David Orme <d.orme@imperial.ac.uk> writes:
> I know people have asked about this before but I can't find a working
> solution on the web - I've found code for specific instances of
> calculating medians but I need a general aggregate function for
> calculating medians, or more generally any given quantile.
> The kind of thing I need to do is to be able to extract the median
> value from a table of 4 million rows, aggregating across more than
> 50,000 grouping values - the sort of thing that is really easy to do
> for averaging:
> SELECT grid_id, avg(rs) FROM behr_grid GROUP BY grid_id;
You could build a custom aggregate for this. array_append()
will do fine as the transition function, so all you really need to
write is a final function that sorts the given array and then picks
out the middle (or appropriate-quantile) element.
In fact, you could cheat a bit and let the system do the sorting for
you:
SELECT grid_id, myagg(rs)
FROM (SELECT grid_id, rs FROM behr_grid ORDER BY grid_id, rs) ss
GROUP BY grid_id;
If the aggregate is only used in a context like this, it will always
see presorted input and so it can just pull out the middle element.

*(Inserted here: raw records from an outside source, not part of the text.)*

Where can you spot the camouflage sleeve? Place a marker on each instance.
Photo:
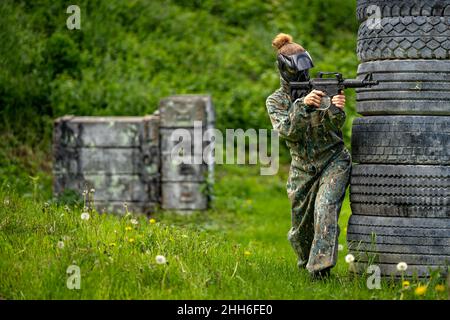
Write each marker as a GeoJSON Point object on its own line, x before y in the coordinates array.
{"type": "Point", "coordinates": [289, 119]}
{"type": "Point", "coordinates": [337, 117]}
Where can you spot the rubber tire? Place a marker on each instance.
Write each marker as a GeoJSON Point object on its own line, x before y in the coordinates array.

(Note: I think this trick only works in PG 7.4 and later.)
So, lightly tested:
regression=# create function get_middle(anyarray) returns anyelement as
regression-# 'declare n integer;
regression'# begin
regression'# n := (array_lower($1, 1) + array_upper($1, 1)) / 2;
regression'# return $1[n];
regression'# end' language plpgsql;
CREATE FUNCTION
regression=# create aggregate sortedmedian(
regression(# sfunc = array_append,
regression(# finalfunc = get_middle,
regression(# basetype = anyelement,
regression(# stype = anyarray,
regression(# initcond = '{}'
regression(# );
CREATE AGGREGATE
regression=# select hundred, min(thousand), max(thousand), sortedmedian(thousand) from
regression-# (select hundred, thousand from tenk1 order by 1,2) ss
regression-# group by hundred;
hundred | min | max | sortedmedian
---------+-----+-----+--------------
0 | 0 | 900 | 400
1 | 1 | 901 | 401
2 | 2 | 902 | 402
3 | 3 | 903 | 403
4 | 4 | 904 | 404
5 | 5 | 905 | 405
6 | 6 | 906 | 406
7 | 7 | 907 | 407
8 | 8 | 908 | 408
9 | 9 | 909 | 409
10 | 10 | 910 | 410
...
regards, tom lane